Un espoir diplomatique au Moyen-Orient freine la course de l’or
Après des semaines de surchauffe qui ont vu le baril de pétrole dépasser les 100 dollars, une accalmie semble se dessiner. Selon les informations relayées par les courtiers Zonebourse et XTB, des discussions en vue d’un cessez-le-feu entre les États-Unis et l’Iran pourraient aboutir sous l’impulsion de l’administration américaine de Donald Trump.
Cette ouverture diplomatique, bien que non définitive, a permis de faire refluer le cours du brut vers 95 dollars et de stabiliser l’once d’or entre 4 800 et 4 835 dollars. Les investisseurs voient le risque de guerre s’éloigner temporairement, réduisant le besoin immédiat d’acheter de l’or physique en urgence.
Le spectre de la stagflation brandi par le FMI
Si la géopolitique offre un léger répit, les fondamentaux macroéconomiques s’assombrissent lourdement. Dans son dernier rapport d’avril 2026, le Fonds Monétaire International (FMI) revoit ses prévisions de croissance mondiale à la baisse, à seulement 3,1 %, tout en anticipant une inflation persistante estimée à 4,4 %. L’institution financière alerte sur un risque sévère de stagflation globale.
La stagflation désigne une situation économique complexe cumulant une croissance atone (stagnation) et une forte hausse des prix (inflation). Dans un tel scénario, la valeur de la monnaie papier s’érode rapidement. Les actifs tangibles comme les métaux précieux attirent alors massivement les capitaux soucieux de protéger leur pouvoir d’achat.
Le marché physique soutenu par l’Inde et les Banques Centrales
Sur le front de la demande physique, les volumes échangés restent exceptionnels. À New Delhi, le gouvernement indien vient de lever un blocage administratif majeur. L’agence Reuters rapporte que quinze banques indiennes ont officiellement obtenu l’autorisation de reprendre leurs importations d’or et d’argent pour la période 2026-2029. Cette décision débloque immédiatement près de 5 tonnes d’or retenues aux douanes pour approvisionner le premier marché consommateur au monde.
En parallèle, les banques centrales continuent de rééquilibrer leurs bilans. La Banque Populaire de Chine a ajouté 5 tonnes à ses réserves en mars, poursuivant sa politique de dédollarisation. À l’inverse, la Turquie a monétisé et vendu près de 118 tonnes pour soutenir son économie en manque de liquidités. En Europe, la Banque de France a généré 15 milliards d’euros de profit via des opérations de vente et de rachat sur 129 tonnes, démontrant la gestion particulièrement active des réserves souveraines.

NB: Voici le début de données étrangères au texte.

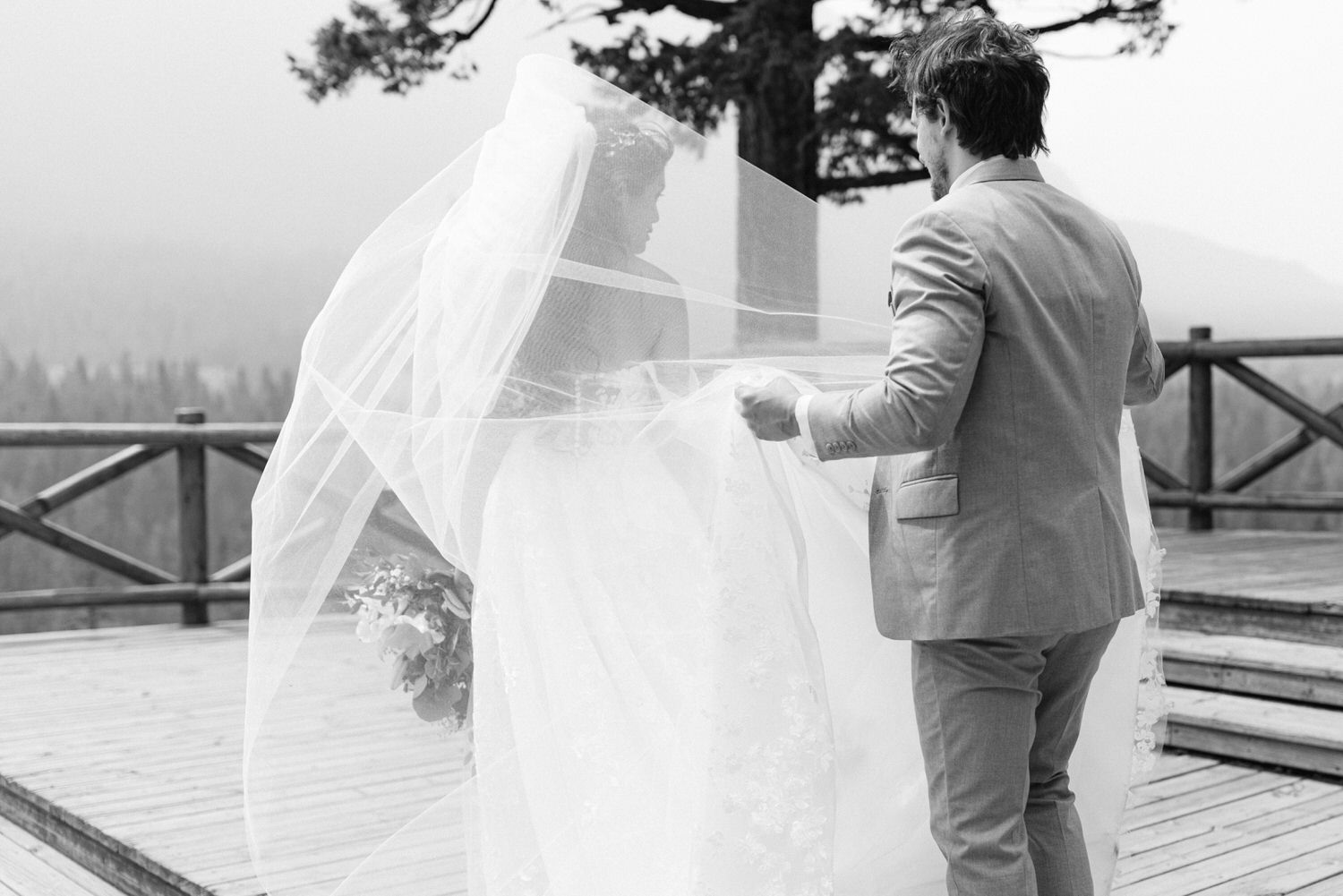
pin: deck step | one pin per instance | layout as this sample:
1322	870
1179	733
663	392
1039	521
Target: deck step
1272	585
1260	667
1256	730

L’ombre de la Réserve Fédérale américaine plane toujours
Malgré cette demande institutionnelle robuste, les cours de l’or restent extrêmement sensibles à la politique monétaire américaine. Les investisseurs gardent en mémoire le krach éclair survenu fin janvier 2026. À la suite de la nomination de Kevin Warsh à la tête de la Réserve Fédérale (Fed), perçue comme un signal de resserrement monétaire très strict, l’once avait dévissé de 20 % en 48 heures après avoir touché un record historique absolu à 5 589 dollars. L’argent, de son côté, avait plongé de 35 %.

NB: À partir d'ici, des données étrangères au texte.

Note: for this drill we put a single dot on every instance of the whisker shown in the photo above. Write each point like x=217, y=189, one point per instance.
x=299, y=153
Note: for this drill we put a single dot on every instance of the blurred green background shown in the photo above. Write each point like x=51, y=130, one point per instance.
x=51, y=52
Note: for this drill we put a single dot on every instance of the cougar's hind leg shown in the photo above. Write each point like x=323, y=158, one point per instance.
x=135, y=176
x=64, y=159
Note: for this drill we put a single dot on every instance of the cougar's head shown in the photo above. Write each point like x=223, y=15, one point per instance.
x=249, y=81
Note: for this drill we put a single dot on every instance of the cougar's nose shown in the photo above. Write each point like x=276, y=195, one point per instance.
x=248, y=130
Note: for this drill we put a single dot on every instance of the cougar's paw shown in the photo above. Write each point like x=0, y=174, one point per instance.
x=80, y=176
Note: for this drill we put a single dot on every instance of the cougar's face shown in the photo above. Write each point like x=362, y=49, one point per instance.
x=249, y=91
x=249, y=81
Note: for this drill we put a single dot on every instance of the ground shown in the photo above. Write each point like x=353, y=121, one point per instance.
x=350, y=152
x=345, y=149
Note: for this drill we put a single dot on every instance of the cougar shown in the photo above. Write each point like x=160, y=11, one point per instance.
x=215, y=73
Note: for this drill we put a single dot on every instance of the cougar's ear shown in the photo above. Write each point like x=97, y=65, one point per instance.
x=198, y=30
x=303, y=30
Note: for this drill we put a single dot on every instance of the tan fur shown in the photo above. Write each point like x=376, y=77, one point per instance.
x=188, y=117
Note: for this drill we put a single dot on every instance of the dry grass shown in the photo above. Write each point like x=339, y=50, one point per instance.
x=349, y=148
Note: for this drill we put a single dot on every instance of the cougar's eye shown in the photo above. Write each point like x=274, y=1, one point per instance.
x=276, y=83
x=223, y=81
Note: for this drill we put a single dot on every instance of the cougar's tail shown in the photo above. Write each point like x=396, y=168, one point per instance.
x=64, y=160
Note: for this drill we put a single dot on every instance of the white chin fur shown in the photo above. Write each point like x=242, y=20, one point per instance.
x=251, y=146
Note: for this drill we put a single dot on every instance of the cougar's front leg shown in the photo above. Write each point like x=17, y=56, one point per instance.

Cette chute soudaine s’explique par le mécanisme des appels de marge : une procédure boursière par laquelle les courtiers exigent des investisseurs qu’ils comblent immédiatement le manque de liquidités sur leurs comptes. Pour trouver des fonds en urgence, les fonds spéculatifs sont souvent contraints de liquider massivement leurs positions rentables, comme l’or, provoquant un effondrement systémique temporaire.

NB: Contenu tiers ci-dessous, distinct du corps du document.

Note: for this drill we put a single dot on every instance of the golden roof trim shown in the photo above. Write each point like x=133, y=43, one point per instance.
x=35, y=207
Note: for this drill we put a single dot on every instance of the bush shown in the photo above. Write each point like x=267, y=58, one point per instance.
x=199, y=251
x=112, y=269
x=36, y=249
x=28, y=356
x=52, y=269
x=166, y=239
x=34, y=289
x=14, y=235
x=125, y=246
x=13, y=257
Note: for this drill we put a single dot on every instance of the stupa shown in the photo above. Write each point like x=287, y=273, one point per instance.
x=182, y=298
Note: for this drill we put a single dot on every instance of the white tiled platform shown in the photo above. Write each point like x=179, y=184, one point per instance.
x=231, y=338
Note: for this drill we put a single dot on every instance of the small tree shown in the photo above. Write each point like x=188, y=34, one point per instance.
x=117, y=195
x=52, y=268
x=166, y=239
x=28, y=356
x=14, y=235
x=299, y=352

Entre une inflation tenace, un dollar vigoureux et un monde multipolaire fragmenté, l’or consolide sa position de baromètre ultime des incertitudes. L’évolution de l’inflation et les prochaines annonces de la Fed détermineront si le métal jaune se maintiendra sur ces plateaux historiques ou s’il entamera une nouvelle correction.